Why doesn't Pytorch automatically initialize nn.Parameter?

Vedant_Roy · July 7, 2022, 5:51am

I have learned positional embeddings in my transformer with the following:

        self.positional_embedding = nn.parameter.Parameter(
            torch.zeros((sequence_len, d_model)), requires_grad=True
        )

For embeddings, linear layers, and convolutions it seems like Pytorch (well, I’m using Pytorch Lightning), automatically initializes the tensors with random values.

But, for this positional embedding Pytorch does not initialize the tensor with random values. (I.e, if I call print(self.positional_embedding) inside of the forward method, the output will be all 0s.)

Does this mean I did something wrong / this embedding will not automatically update during backprop, or is everything still fine and this is just a special case where I need to manually initialize the embedding.

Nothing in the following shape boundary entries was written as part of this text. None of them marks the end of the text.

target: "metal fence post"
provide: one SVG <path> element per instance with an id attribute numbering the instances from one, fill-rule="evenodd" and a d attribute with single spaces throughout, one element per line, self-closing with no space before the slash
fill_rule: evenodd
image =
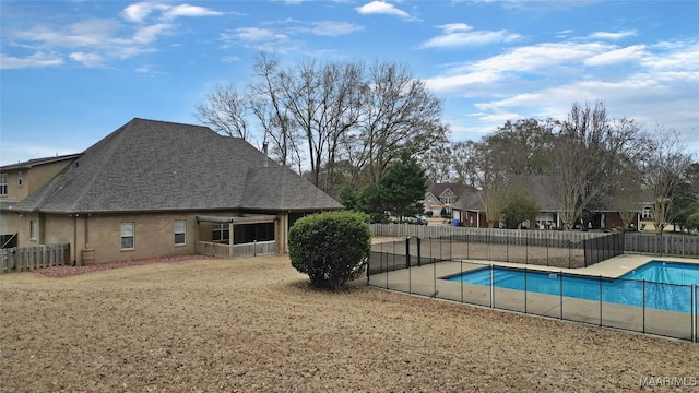
<path id="1" fill-rule="evenodd" d="M 558 272 L 558 293 L 560 294 L 560 319 L 564 319 L 564 272 Z"/>
<path id="2" fill-rule="evenodd" d="M 602 326 L 602 274 L 600 274 L 600 326 Z"/>
<path id="3" fill-rule="evenodd" d="M 642 333 L 645 333 L 645 279 L 643 279 L 642 296 L 643 296 L 643 300 L 641 302 L 641 305 L 643 307 L 643 331 L 642 331 Z"/>
<path id="4" fill-rule="evenodd" d="M 694 343 L 697 342 L 697 318 L 699 318 L 697 310 L 697 288 L 699 288 L 697 284 L 691 284 L 691 341 Z"/>
<path id="5" fill-rule="evenodd" d="M 490 262 L 490 308 L 495 307 L 495 272 L 493 271 L 493 262 Z"/>
<path id="6" fill-rule="evenodd" d="M 524 313 L 526 313 L 526 266 L 524 266 Z"/>

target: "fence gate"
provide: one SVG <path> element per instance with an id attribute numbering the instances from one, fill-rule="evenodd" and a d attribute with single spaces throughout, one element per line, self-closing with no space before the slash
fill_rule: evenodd
<path id="1" fill-rule="evenodd" d="M 413 239 L 415 239 L 415 246 L 411 247 L 411 243 L 412 243 L 411 240 Z M 410 267 L 411 265 L 414 264 L 413 263 L 414 260 L 412 255 L 415 255 L 415 261 L 417 262 L 417 265 L 422 266 L 423 253 L 420 250 L 420 242 L 422 242 L 422 239 L 418 238 L 417 236 L 411 236 L 405 239 L 405 267 Z M 411 252 L 411 251 L 414 251 L 414 252 Z"/>

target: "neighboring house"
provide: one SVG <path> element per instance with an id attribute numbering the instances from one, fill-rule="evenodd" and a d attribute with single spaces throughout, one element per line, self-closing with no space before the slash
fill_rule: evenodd
<path id="1" fill-rule="evenodd" d="M 145 119 L 75 155 L 24 196 L 2 206 L 17 246 L 70 243 L 76 264 L 83 254 L 95 263 L 193 254 L 200 241 L 274 240 L 285 252 L 297 218 L 343 209 L 241 139 Z"/>
<path id="2" fill-rule="evenodd" d="M 524 222 L 523 226 L 528 228 L 559 228 L 562 221 L 558 214 L 556 200 L 552 194 L 552 186 L 548 177 L 544 175 L 522 175 L 516 176 L 510 180 L 510 188 L 521 188 L 525 190 L 538 203 L 541 212 L 536 216 L 535 223 Z M 481 191 L 472 191 L 460 196 L 459 202 L 452 206 L 454 210 L 454 218 L 464 223 L 466 226 L 485 228 L 488 223 L 485 217 L 483 201 L 479 196 Z M 584 212 L 581 217 L 579 227 L 592 229 L 612 229 L 621 226 L 623 222 L 618 211 L 615 211 L 613 201 L 604 201 L 606 206 L 597 206 L 592 211 Z M 496 225 L 497 226 L 497 225 Z"/>
<path id="3" fill-rule="evenodd" d="M 431 212 L 433 217 L 440 217 L 443 210 L 445 214 L 451 217 L 452 206 L 459 198 L 472 190 L 471 187 L 461 183 L 434 183 L 425 192 L 425 212 Z"/>
<path id="4" fill-rule="evenodd" d="M 45 186 L 78 157 L 80 154 L 70 154 L 0 167 L 0 246 L 14 247 L 17 242 L 8 209 Z"/>

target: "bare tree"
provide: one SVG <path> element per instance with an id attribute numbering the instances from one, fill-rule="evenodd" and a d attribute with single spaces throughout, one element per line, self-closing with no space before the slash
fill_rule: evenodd
<path id="1" fill-rule="evenodd" d="M 307 142 L 310 180 L 325 190 L 333 177 L 334 159 L 341 136 L 359 117 L 358 86 L 362 70 L 357 64 L 299 62 L 291 70 L 288 85 L 280 92 L 291 118 Z M 323 165 L 325 164 L 325 165 Z M 324 183 L 320 183 L 325 168 Z"/>
<path id="2" fill-rule="evenodd" d="M 212 92 L 197 105 L 196 116 L 204 124 L 228 136 L 250 138 L 248 130 L 248 103 L 246 94 L 233 84 L 216 84 Z"/>
<path id="3" fill-rule="evenodd" d="M 271 153 L 284 166 L 297 167 L 301 174 L 299 133 L 289 109 L 281 102 L 282 92 L 289 84 L 288 75 L 280 70 L 279 59 L 261 52 L 254 62 L 258 81 L 251 85 L 250 110 L 257 117 L 264 133 L 264 141 L 271 141 Z"/>
<path id="4" fill-rule="evenodd" d="M 434 183 L 454 180 L 453 162 L 453 151 L 448 143 L 434 146 L 420 157 L 427 178 Z"/>
<path id="5" fill-rule="evenodd" d="M 363 93 L 358 140 L 365 145 L 357 165 L 368 168 L 371 183 L 379 182 L 400 152 L 416 156 L 446 142 L 441 102 L 405 66 L 372 64 Z"/>
<path id="6" fill-rule="evenodd" d="M 483 212 L 488 227 L 493 228 L 502 218 L 511 174 L 502 165 L 493 145 L 482 142 L 476 145 L 475 153 L 476 170 L 474 175 L 479 189 L 478 196 L 483 203 Z"/>
<path id="7" fill-rule="evenodd" d="M 594 107 L 576 103 L 554 144 L 549 191 L 570 229 L 585 210 L 614 190 L 621 157 L 638 154 L 638 127 L 631 120 L 609 120 L 601 102 Z"/>
<path id="8" fill-rule="evenodd" d="M 641 184 L 653 202 L 653 225 L 657 235 L 670 223 L 667 213 L 691 166 L 686 142 L 675 131 L 657 129 L 640 160 Z"/>
<path id="9" fill-rule="evenodd" d="M 452 146 L 452 166 L 457 181 L 473 188 L 483 186 L 478 180 L 477 150 L 478 143 L 474 141 L 460 141 Z"/>

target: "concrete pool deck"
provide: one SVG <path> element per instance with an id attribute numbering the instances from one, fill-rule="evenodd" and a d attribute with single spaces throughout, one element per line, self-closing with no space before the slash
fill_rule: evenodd
<path id="1" fill-rule="evenodd" d="M 580 269 L 565 269 L 565 267 L 552 267 L 552 266 L 541 266 L 533 264 L 521 264 L 521 263 L 509 263 L 509 262 L 498 262 L 498 261 L 470 261 L 473 263 L 482 263 L 489 265 L 493 263 L 494 266 L 508 266 L 508 267 L 518 267 L 528 270 L 540 270 L 543 272 L 564 272 L 570 274 L 580 274 L 580 275 L 589 275 L 589 276 L 603 276 L 607 278 L 618 278 L 624 274 L 638 269 L 649 262 L 652 261 L 664 261 L 664 262 L 679 262 L 679 263 L 690 263 L 699 265 L 699 258 L 678 258 L 678 257 L 650 257 L 650 255 L 641 255 L 641 254 L 621 254 L 606 261 L 593 264 L 588 267 Z M 464 261 L 466 262 L 466 261 Z"/>
<path id="2" fill-rule="evenodd" d="M 562 272 L 591 277 L 617 278 L 651 261 L 668 261 L 699 265 L 699 259 L 624 254 L 582 269 L 523 265 L 498 261 L 445 261 L 372 274 L 368 284 L 381 288 L 452 300 L 528 314 L 657 334 L 682 340 L 697 340 L 699 326 L 691 312 L 675 312 L 651 308 L 583 300 L 557 295 L 462 284 L 442 277 L 470 272 L 484 266 L 507 266 L 528 271 Z M 699 291 L 699 289 L 697 290 Z M 699 294 L 697 294 L 699 296 Z"/>

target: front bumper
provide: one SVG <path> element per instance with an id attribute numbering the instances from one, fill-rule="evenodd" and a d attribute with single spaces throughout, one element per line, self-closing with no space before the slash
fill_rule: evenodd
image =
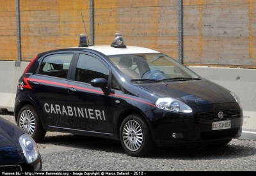
<path id="1" fill-rule="evenodd" d="M 243 115 L 237 103 L 197 106 L 193 107 L 193 114 L 189 114 L 167 112 L 157 108 L 148 112 L 152 114 L 147 115 L 147 117 L 154 116 L 150 121 L 156 145 L 186 147 L 207 145 L 241 136 Z M 235 112 L 234 110 L 236 110 L 236 115 L 233 114 Z M 218 112 L 221 111 L 225 112 L 225 118 L 222 119 L 218 117 Z M 204 119 L 198 117 L 202 113 Z M 212 129 L 213 122 L 226 121 L 230 121 L 230 128 Z"/>

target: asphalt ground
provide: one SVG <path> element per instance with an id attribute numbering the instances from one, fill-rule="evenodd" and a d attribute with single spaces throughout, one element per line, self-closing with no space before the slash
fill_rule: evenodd
<path id="1" fill-rule="evenodd" d="M 0 117 L 14 122 L 12 115 Z M 256 141 L 248 140 L 221 147 L 156 148 L 143 158 L 128 156 L 117 141 L 62 133 L 47 132 L 37 145 L 44 171 L 256 171 Z"/>

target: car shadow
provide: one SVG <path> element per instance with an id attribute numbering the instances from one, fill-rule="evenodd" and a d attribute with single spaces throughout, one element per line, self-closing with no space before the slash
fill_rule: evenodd
<path id="1" fill-rule="evenodd" d="M 127 155 L 120 142 L 95 137 L 75 135 L 46 136 L 39 146 L 56 145 L 77 149 L 90 149 Z M 206 146 L 198 148 L 156 147 L 145 158 L 165 159 L 220 159 L 243 158 L 256 154 L 256 148 L 230 142 L 222 147 Z M 128 155 L 127 155 L 128 156 Z"/>

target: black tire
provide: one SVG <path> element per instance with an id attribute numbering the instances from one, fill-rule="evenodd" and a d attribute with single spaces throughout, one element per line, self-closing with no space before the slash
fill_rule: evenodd
<path id="1" fill-rule="evenodd" d="M 147 122 L 141 115 L 136 114 L 131 114 L 124 120 L 120 136 L 124 149 L 132 156 L 147 155 L 155 147 Z"/>
<path id="2" fill-rule="evenodd" d="M 45 136 L 46 131 L 42 126 L 38 113 L 31 105 L 26 105 L 20 109 L 17 124 L 36 142 L 41 141 Z"/>

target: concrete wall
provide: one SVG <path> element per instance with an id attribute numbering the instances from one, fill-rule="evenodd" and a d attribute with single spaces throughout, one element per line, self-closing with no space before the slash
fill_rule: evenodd
<path id="1" fill-rule="evenodd" d="M 0 108 L 13 111 L 19 77 L 29 62 L 22 61 L 15 67 L 14 61 L 0 61 Z M 256 140 L 256 70 L 189 66 L 202 77 L 236 93 L 244 113 L 242 138 Z"/>

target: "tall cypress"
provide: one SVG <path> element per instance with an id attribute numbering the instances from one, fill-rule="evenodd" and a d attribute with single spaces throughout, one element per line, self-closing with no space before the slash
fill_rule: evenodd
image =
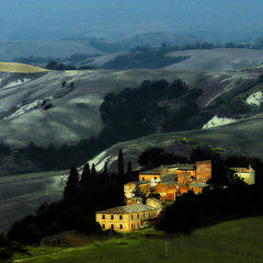
<path id="1" fill-rule="evenodd" d="M 95 170 L 95 164 L 92 163 L 92 167 L 91 167 L 91 175 L 92 175 L 92 179 L 94 180 L 95 176 L 96 176 L 96 170 Z"/>
<path id="2" fill-rule="evenodd" d="M 106 163 L 106 162 L 104 163 L 103 175 L 104 175 L 104 176 L 107 176 L 107 175 L 108 175 L 108 173 L 107 173 L 107 163 Z"/>
<path id="3" fill-rule="evenodd" d="M 118 176 L 124 176 L 123 150 L 118 150 Z"/>
<path id="4" fill-rule="evenodd" d="M 127 172 L 125 174 L 125 183 L 128 183 L 130 181 L 133 181 L 133 170 L 132 170 L 132 162 L 128 162 L 128 167 L 127 167 Z"/>
<path id="5" fill-rule="evenodd" d="M 90 165 L 89 162 L 84 164 L 81 180 L 80 180 L 80 187 L 87 187 L 91 183 L 91 172 L 90 172 Z"/>
<path id="6" fill-rule="evenodd" d="M 77 196 L 79 187 L 79 173 L 76 167 L 71 167 L 68 181 L 64 190 L 64 201 L 73 201 Z"/>

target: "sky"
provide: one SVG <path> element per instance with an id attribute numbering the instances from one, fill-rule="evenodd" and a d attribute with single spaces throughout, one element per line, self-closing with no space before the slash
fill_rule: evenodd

ptrblck · July 7, 2022, 6:42am

The nn.Parameter class does not initialize the internal tensor and will use its values directly. Modules are implementing a reset_parameters function to initialize all parameters as seen in e.g. linear.py.
In your use case you are explicitly initializing the positional_embedding parameter with torch.zeros so it’s expected to see zeros afterwards. I’m not familiar with your use case so don’t know if a random initialization would perform better.

Vedant_Roy · July 7, 2022, 4:36pm

Got it, so the values in a nn.parameter.Parameter will update during back propogation. They just won’t be initialized automatically, which is fine by me, since on the next line I initialize the values using kaiming_he.